Megabytes and microbes collide in a 21st century romantic comedy about the timeless confusions of love.

Staged Readings

(schedule subject to change)

THE PRINCE OF ATLANTIS
by Steven Drukman
Friday, April 29, at 1 p.m. on the Segerstrom Stage

Joey is a successful businessman. His brother Kevin has never amounted to anything.
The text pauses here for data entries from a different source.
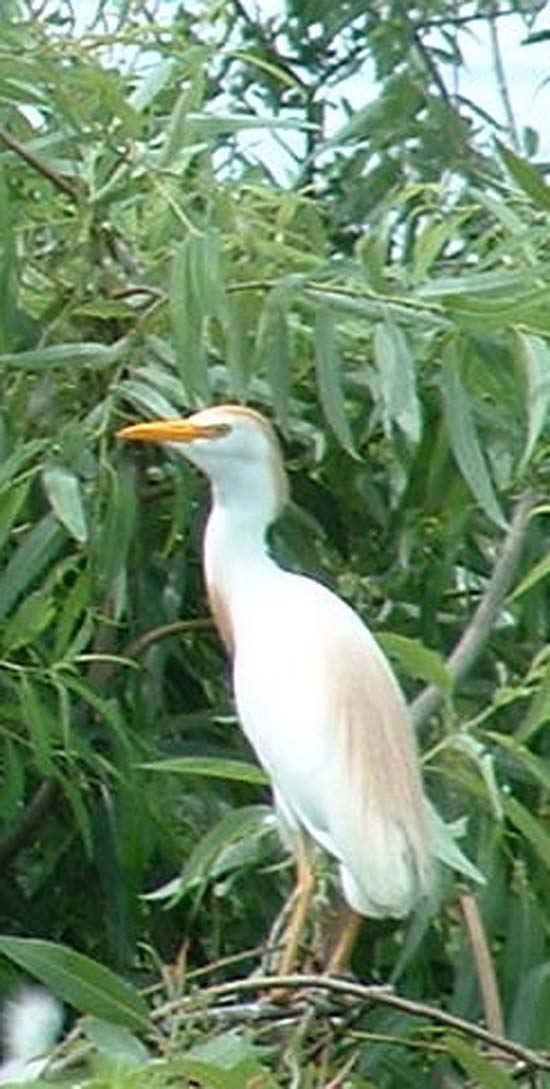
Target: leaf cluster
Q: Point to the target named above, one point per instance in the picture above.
(388, 306)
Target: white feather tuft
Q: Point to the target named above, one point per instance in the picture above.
(31, 1025)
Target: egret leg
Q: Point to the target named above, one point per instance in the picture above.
(339, 959)
(303, 894)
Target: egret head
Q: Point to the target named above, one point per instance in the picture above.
(235, 447)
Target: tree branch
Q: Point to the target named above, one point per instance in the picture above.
(474, 638)
(500, 75)
(165, 632)
(378, 995)
(485, 967)
(33, 817)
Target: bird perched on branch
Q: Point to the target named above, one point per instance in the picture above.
(315, 694)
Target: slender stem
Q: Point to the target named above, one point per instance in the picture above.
(165, 632)
(376, 995)
(500, 75)
(485, 968)
(474, 637)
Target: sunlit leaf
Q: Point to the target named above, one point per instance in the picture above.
(487, 1073)
(464, 438)
(32, 555)
(527, 176)
(63, 490)
(398, 380)
(417, 660)
(329, 377)
(211, 767)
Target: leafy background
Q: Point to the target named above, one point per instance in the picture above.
(387, 305)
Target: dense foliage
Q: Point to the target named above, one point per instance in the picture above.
(191, 213)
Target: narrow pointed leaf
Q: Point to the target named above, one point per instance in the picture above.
(486, 1073)
(187, 314)
(329, 377)
(63, 490)
(398, 380)
(527, 176)
(535, 356)
(78, 980)
(534, 831)
(464, 439)
(33, 554)
(272, 350)
(237, 771)
(417, 660)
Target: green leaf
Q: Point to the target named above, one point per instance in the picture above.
(486, 1073)
(62, 355)
(207, 858)
(527, 176)
(114, 1041)
(417, 660)
(118, 524)
(535, 357)
(76, 979)
(529, 827)
(63, 490)
(37, 721)
(329, 377)
(228, 1061)
(13, 783)
(528, 1020)
(33, 554)
(272, 349)
(464, 439)
(398, 381)
(540, 570)
(11, 503)
(212, 767)
(187, 309)
(146, 399)
(29, 620)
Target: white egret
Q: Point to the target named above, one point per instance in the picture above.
(315, 694)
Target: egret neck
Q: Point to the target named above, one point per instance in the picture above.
(236, 559)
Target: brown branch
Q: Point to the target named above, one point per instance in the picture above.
(485, 968)
(165, 632)
(378, 995)
(475, 636)
(70, 188)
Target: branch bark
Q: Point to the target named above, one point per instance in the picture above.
(376, 995)
(475, 636)
(38, 163)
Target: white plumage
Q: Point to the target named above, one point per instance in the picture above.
(315, 694)
(32, 1022)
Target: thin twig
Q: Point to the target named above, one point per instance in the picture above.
(165, 632)
(38, 163)
(500, 75)
(377, 995)
(474, 638)
(485, 967)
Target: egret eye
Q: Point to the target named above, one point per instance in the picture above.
(216, 430)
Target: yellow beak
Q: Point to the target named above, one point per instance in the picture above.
(169, 430)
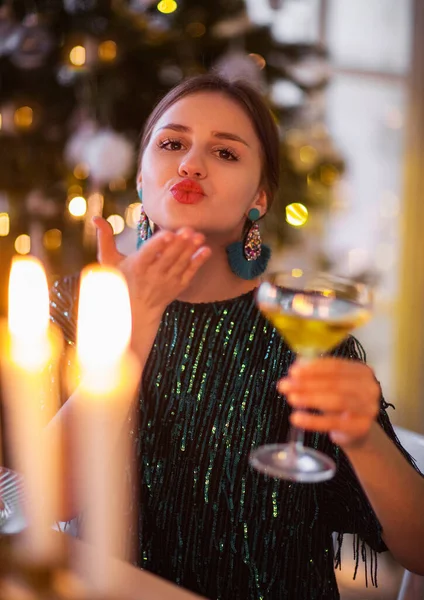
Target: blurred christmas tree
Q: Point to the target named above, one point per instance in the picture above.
(79, 77)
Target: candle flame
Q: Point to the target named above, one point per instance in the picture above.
(104, 319)
(28, 315)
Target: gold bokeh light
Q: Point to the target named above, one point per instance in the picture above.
(107, 51)
(167, 6)
(296, 214)
(24, 117)
(77, 56)
(77, 206)
(23, 244)
(4, 224)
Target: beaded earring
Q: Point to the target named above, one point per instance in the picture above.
(144, 231)
(249, 258)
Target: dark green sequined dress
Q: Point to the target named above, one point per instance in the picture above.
(207, 520)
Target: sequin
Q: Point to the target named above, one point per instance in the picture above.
(207, 520)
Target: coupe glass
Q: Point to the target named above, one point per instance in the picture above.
(313, 312)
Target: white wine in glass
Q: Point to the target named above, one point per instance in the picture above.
(313, 313)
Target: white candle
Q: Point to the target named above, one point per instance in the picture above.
(31, 350)
(109, 378)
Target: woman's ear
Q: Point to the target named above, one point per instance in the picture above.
(261, 202)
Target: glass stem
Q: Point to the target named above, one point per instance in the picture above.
(296, 435)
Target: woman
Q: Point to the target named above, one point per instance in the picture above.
(211, 362)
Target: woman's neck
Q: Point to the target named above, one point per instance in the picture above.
(215, 281)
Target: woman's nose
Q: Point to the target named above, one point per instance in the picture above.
(192, 166)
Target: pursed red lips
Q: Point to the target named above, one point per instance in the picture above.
(187, 192)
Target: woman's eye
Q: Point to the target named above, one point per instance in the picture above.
(170, 145)
(227, 154)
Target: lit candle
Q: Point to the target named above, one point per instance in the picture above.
(109, 379)
(31, 350)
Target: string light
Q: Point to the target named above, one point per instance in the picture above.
(23, 117)
(167, 6)
(52, 239)
(117, 222)
(308, 155)
(296, 214)
(328, 175)
(77, 206)
(74, 190)
(4, 224)
(23, 244)
(77, 56)
(107, 51)
(81, 171)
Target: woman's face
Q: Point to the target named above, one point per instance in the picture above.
(202, 167)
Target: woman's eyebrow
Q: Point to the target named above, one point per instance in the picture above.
(222, 135)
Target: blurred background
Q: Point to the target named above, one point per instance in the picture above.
(344, 80)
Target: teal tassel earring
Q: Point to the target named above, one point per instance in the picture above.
(248, 259)
(144, 231)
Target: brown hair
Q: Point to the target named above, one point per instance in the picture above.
(249, 100)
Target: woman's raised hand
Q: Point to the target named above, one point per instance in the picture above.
(159, 271)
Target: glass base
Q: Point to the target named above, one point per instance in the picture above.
(294, 462)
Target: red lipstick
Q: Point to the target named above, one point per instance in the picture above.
(187, 192)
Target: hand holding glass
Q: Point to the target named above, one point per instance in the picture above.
(314, 313)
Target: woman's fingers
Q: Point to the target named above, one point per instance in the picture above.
(197, 261)
(183, 260)
(106, 247)
(352, 425)
(181, 244)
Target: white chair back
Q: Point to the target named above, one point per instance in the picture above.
(412, 587)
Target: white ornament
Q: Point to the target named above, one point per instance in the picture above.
(109, 156)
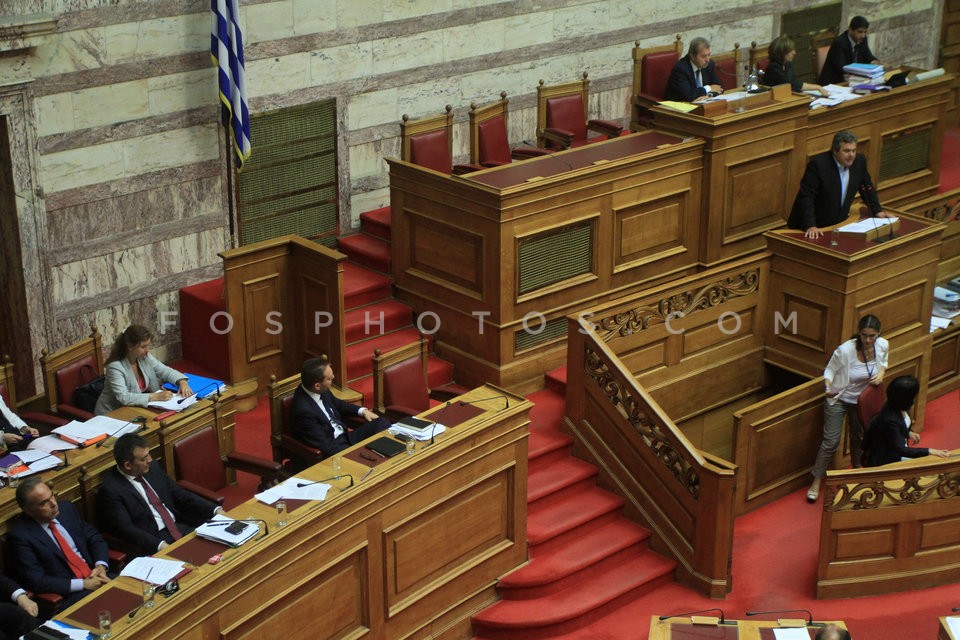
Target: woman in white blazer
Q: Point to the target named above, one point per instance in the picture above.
(133, 376)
But the tables begin to turn when Joey goes to jail just as his long-lost son turns up.

HOW THE WORLD BEGAN
by Catherine Trieschmann
Friday, April 29, at 3:30 p.m. on the Julianne Argyros Stage

Folks in Plainview, Kansas, get up in arms when a new teacher, a transplant from New York City, makes an offhand comment in her biology class-about the origins of life.

THE DROLL
{Or, a Stage-Play about the END of Theatre}
by Meg Miroshnik
Friday, April 29, at 8 p.m. and Saturday, April 30, at 2:30 & 8 p.m. in the Nicholas Studio

In a world where theatre has been banned by government edict-where zealots rule with an iron fist-young Nim Dullyn sets out to reclaim the art of the stage for himself-and the world.

ANNAPURNA
by Sharr White
Saturday, April 30, at 10:30 a.m. on the Julianne Argyros Stage

Out of friends, out of luck, and out of time, Ulysses is resigned to spending the remaining weeks of his life in solitude until Emma walks in...much as she walked out 20 years ago.

CLOUDLANDS
Book by Octavio Solis
Music by Adam Gwon
Lyrics by Octavio Solis and Adam Gwon
Sunday, May 1, at 10:30 a.m. on the Segerstrom Stage

The mystery of her mother's secret life leads a young woman to become lost in the labyrinth of her own heart in this stunning new musical drama about desire and its transgressions.